Industrial Design Student Recognized for Portable Water Filter System
By Tyrone Burke
Even if you are just lounging around the house, dieticians recommend drinking two litres of water each day, or even more. But if you are sweating out a hike in the hot sun, you will need to drink even larger quantities. And each litre of water weighs a kilogram, so there are limits on how much any person can carry – especially if you are traversing challenging terrain.
On any hike that lasts longer than a single day, you will want to pack a water filter that allows you to take water from a stream or lake. There are plenty of effective options on the market, but they can be expensive and use disposable plastic filters to do the job.

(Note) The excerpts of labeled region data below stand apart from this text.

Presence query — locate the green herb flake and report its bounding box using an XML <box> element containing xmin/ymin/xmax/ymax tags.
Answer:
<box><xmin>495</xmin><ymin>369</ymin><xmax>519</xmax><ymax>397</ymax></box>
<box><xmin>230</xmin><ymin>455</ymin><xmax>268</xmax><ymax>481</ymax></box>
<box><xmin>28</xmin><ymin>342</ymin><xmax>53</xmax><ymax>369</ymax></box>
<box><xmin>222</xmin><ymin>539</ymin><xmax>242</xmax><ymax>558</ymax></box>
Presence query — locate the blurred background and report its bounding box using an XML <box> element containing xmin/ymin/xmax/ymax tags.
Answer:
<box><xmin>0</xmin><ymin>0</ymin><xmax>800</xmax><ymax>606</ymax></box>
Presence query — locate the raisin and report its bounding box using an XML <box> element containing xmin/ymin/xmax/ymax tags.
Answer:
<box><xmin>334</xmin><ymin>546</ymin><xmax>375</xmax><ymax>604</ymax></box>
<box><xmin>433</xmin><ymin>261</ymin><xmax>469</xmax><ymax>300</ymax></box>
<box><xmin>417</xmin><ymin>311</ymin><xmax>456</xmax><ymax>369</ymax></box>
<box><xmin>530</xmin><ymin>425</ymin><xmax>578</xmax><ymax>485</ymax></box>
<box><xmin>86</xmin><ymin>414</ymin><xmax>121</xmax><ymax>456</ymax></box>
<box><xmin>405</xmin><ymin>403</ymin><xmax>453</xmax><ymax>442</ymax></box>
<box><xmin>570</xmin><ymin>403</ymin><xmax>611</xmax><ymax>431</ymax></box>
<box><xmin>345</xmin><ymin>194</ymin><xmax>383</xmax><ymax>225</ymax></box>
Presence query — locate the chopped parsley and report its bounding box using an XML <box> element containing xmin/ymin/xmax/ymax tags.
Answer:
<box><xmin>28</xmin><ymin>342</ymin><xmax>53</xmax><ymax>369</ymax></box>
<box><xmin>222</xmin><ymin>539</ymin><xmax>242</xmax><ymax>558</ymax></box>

Luke Wightman envisioned an alternative that is both cheaper and more sustainable. The fourth-year student in Carleton’s Bachelor of Industrial Design program earned a prestigious 2022 Gold Industrial Design Excellence Award (IDEA) from the Industrial Designers Society of America (IDSA) for his design of the Neto Water Filter bag.
Wightman’s design began as part of a third-year design studio project that asked students to make an incremental innovation on an existing product.

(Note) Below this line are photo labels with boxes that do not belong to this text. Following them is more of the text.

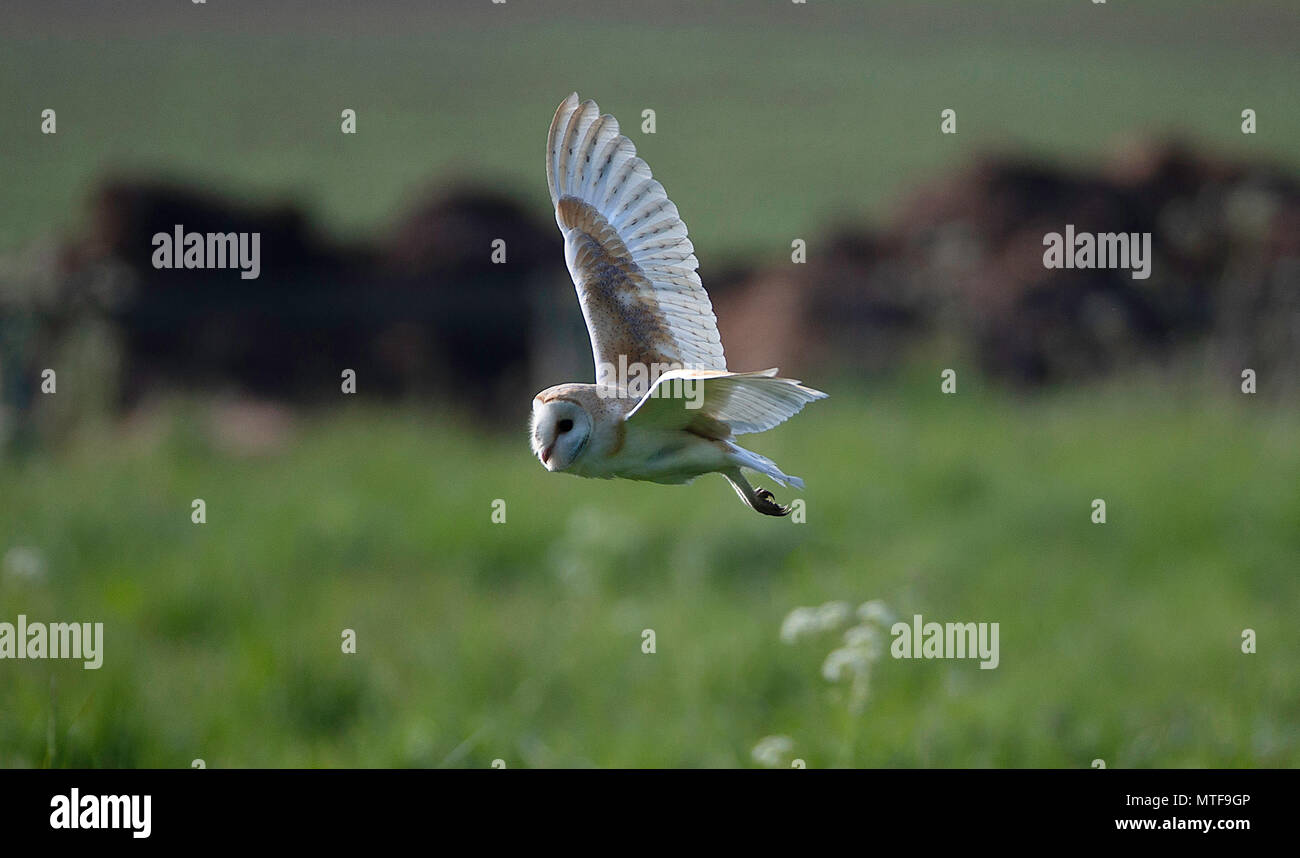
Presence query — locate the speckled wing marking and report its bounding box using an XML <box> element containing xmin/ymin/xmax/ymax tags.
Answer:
<box><xmin>546</xmin><ymin>92</ymin><xmax>727</xmax><ymax>381</ymax></box>
<box><xmin>628</xmin><ymin>369</ymin><xmax>826</xmax><ymax>437</ymax></box>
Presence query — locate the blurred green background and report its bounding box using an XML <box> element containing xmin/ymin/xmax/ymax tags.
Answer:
<box><xmin>0</xmin><ymin>0</ymin><xmax>1300</xmax><ymax>767</ymax></box>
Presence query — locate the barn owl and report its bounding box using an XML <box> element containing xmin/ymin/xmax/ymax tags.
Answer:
<box><xmin>529</xmin><ymin>92</ymin><xmax>826</xmax><ymax>516</ymax></box>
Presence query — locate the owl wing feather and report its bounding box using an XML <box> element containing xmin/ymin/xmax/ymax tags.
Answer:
<box><xmin>546</xmin><ymin>92</ymin><xmax>727</xmax><ymax>384</ymax></box>
<box><xmin>627</xmin><ymin>369</ymin><xmax>826</xmax><ymax>441</ymax></box>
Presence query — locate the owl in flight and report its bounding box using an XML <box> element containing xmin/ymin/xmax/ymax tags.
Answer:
<box><xmin>529</xmin><ymin>92</ymin><xmax>826</xmax><ymax>516</ymax></box>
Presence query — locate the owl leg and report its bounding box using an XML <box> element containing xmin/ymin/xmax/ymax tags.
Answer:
<box><xmin>723</xmin><ymin>468</ymin><xmax>790</xmax><ymax>516</ymax></box>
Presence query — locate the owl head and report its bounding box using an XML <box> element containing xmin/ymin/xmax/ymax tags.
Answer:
<box><xmin>529</xmin><ymin>397</ymin><xmax>592</xmax><ymax>471</ymax></box>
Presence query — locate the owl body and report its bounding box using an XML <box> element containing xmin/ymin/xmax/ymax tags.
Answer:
<box><xmin>529</xmin><ymin>92</ymin><xmax>826</xmax><ymax>515</ymax></box>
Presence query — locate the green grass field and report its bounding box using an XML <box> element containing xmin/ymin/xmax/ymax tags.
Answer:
<box><xmin>0</xmin><ymin>0</ymin><xmax>1300</xmax><ymax>767</ymax></box>
<box><xmin>0</xmin><ymin>0</ymin><xmax>1300</xmax><ymax>254</ymax></box>
<box><xmin>0</xmin><ymin>380</ymin><xmax>1300</xmax><ymax>767</ymax></box>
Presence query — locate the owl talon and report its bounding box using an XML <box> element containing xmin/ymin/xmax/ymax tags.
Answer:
<box><xmin>754</xmin><ymin>488</ymin><xmax>790</xmax><ymax>516</ymax></box>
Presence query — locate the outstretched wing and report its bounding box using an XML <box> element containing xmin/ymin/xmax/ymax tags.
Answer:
<box><xmin>627</xmin><ymin>369</ymin><xmax>826</xmax><ymax>439</ymax></box>
<box><xmin>546</xmin><ymin>92</ymin><xmax>727</xmax><ymax>382</ymax></box>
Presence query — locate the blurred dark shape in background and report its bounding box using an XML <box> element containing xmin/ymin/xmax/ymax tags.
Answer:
<box><xmin>0</xmin><ymin>143</ymin><xmax>1300</xmax><ymax>441</ymax></box>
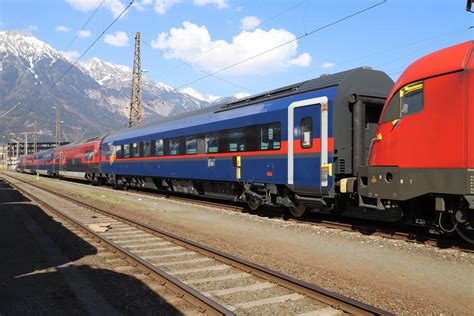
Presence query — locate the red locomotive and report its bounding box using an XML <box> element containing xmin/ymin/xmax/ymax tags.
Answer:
<box><xmin>358</xmin><ymin>41</ymin><xmax>474</xmax><ymax>243</ymax></box>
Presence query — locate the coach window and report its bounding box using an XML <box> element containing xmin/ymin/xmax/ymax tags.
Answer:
<box><xmin>170</xmin><ymin>138</ymin><xmax>179</xmax><ymax>156</ymax></box>
<box><xmin>300</xmin><ymin>116</ymin><xmax>313</xmax><ymax>148</ymax></box>
<box><xmin>260</xmin><ymin>123</ymin><xmax>280</xmax><ymax>150</ymax></box>
<box><xmin>156</xmin><ymin>139</ymin><xmax>165</xmax><ymax>156</ymax></box>
<box><xmin>206</xmin><ymin>133</ymin><xmax>219</xmax><ymax>154</ymax></box>
<box><xmin>245</xmin><ymin>125</ymin><xmax>260</xmax><ymax>151</ymax></box>
<box><xmin>138</xmin><ymin>142</ymin><xmax>144</xmax><ymax>157</ymax></box>
<box><xmin>400</xmin><ymin>81</ymin><xmax>423</xmax><ymax>117</ymax></box>
<box><xmin>229</xmin><ymin>128</ymin><xmax>245</xmax><ymax>152</ymax></box>
<box><xmin>130</xmin><ymin>143</ymin><xmax>139</xmax><ymax>158</ymax></box>
<box><xmin>143</xmin><ymin>140</ymin><xmax>151</xmax><ymax>157</ymax></box>
<box><xmin>186</xmin><ymin>137</ymin><xmax>197</xmax><ymax>155</ymax></box>
<box><xmin>123</xmin><ymin>144</ymin><xmax>130</xmax><ymax>158</ymax></box>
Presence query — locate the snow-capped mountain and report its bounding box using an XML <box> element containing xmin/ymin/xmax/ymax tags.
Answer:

“While I was doing my research, I came across a study from researchers at MIT that used wooden discs to filter bacteria out of water in northern India. And I thought this type of water filtration product would be applicable for use by hikers too, but there is nothing like it on the market right now,” says Wightman, who developed his connection with the outdoor recreation on hiking trips in the Canadian Rockies and Italy’s Dolomite Mountains.
“The design solves a few different problems. It filters out 99 per cent of bacteria, which is comparable to plastic filters, which claim to filter up to 99.99%. But the Neto Water Filter Bag uses a natural resource that is biodegradable”

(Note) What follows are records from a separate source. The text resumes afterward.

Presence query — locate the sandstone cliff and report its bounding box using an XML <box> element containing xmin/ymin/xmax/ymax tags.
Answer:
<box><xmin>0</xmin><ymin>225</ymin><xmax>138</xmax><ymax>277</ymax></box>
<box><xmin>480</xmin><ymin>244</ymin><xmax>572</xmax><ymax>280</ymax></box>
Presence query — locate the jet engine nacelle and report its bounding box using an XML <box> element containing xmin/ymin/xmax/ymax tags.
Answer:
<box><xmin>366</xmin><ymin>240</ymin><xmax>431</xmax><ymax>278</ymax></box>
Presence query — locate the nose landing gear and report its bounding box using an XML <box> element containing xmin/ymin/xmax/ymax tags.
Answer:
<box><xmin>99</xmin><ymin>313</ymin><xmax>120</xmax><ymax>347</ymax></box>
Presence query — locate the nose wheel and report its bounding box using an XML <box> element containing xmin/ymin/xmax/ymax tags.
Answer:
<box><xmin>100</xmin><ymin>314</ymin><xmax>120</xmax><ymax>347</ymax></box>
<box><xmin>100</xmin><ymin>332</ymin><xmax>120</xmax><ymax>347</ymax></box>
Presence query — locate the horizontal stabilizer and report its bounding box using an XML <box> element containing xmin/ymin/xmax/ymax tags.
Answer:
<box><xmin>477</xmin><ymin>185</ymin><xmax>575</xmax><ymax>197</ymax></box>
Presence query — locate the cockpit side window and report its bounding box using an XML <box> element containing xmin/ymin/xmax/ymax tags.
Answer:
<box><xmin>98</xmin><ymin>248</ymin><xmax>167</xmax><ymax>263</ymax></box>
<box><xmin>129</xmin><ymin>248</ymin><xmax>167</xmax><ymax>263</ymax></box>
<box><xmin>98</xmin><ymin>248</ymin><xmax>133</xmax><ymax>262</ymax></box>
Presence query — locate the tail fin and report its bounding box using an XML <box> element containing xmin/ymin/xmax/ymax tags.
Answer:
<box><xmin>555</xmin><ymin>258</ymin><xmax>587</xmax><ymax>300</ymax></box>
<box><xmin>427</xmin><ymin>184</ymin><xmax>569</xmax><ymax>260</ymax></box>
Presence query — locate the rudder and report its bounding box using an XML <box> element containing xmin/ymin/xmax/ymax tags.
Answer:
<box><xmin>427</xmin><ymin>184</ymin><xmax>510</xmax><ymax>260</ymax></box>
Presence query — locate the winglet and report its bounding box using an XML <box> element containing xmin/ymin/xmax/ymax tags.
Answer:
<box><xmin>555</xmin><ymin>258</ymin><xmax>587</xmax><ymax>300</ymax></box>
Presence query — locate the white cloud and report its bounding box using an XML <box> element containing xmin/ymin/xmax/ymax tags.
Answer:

“The wooden disc filters do need to be replaced more often than plastic ones, but replacing these filters could be much cheaper.”
Wightman is one of only a few students that have won an IDEA award in the history of Carleton’s School of Industry Design, which is celebrating its 50th anniversary in 2022-23. The award was also one of just thirty IDEA Gold Awards given out in 2022, and he shared the distinction with designers from multinational companies like Microsoft, LG and 3M.
The Neto Water Filter bag is designed so that it can be worn as a vest, with straps to distribute weight more evenly, and to make it easier to carry from the water source back to camp. Though the project focused specifically on recreational use, Wightman hopes that the design could also help improve access to clean water in parts of the world with limited access to it.
“Luke’s design instinctually seemed like something that could resonate with jurors at the Industrial Design Society of America. He really tried to understand where there is a niche in the market,” says Rob Watters, an Instructor in the School of Industrial Design who teaches the Design Studio course.
“The competition was judged by some of the top end people in the field. And they are always looking for what is new and innovative. This competition does not just look for a pretty image of a product. There needs to be an underlying advancement in what you are doing.”
“This product has a series of innovations. It incorporates the idea of sustainability and usability, and it works with the flow of activity of a person collecting water and going back to a camp. It really is a nice combination.”
Watters asked his students to make an incremental advance to an existing product in one of several categories. Water purification was one of them, and Wightman’s interest in the outdoors drew him in. As a career path though, Wightman is most interested in athletic footwear design. In between his third and fourth years of study, he completed a design internship in Toronto with Power footwear, an athletic footwear brand owned by Bata Shoes.
“I am really into sports – soccer, basketball, hockey. Performance is where my passion really lies,” says Wightman.
“All of the skills I have learned through the three years of my Bachelor of Industrial Design degree are setting me up nicely to do this work. Just going through the design process for the projects that I have done at Carleton – ideation, sketching, physical prototyping, 3D modeling, rendering, design briefs and presentations. The hard skills are transferable, and so are the soft skills.”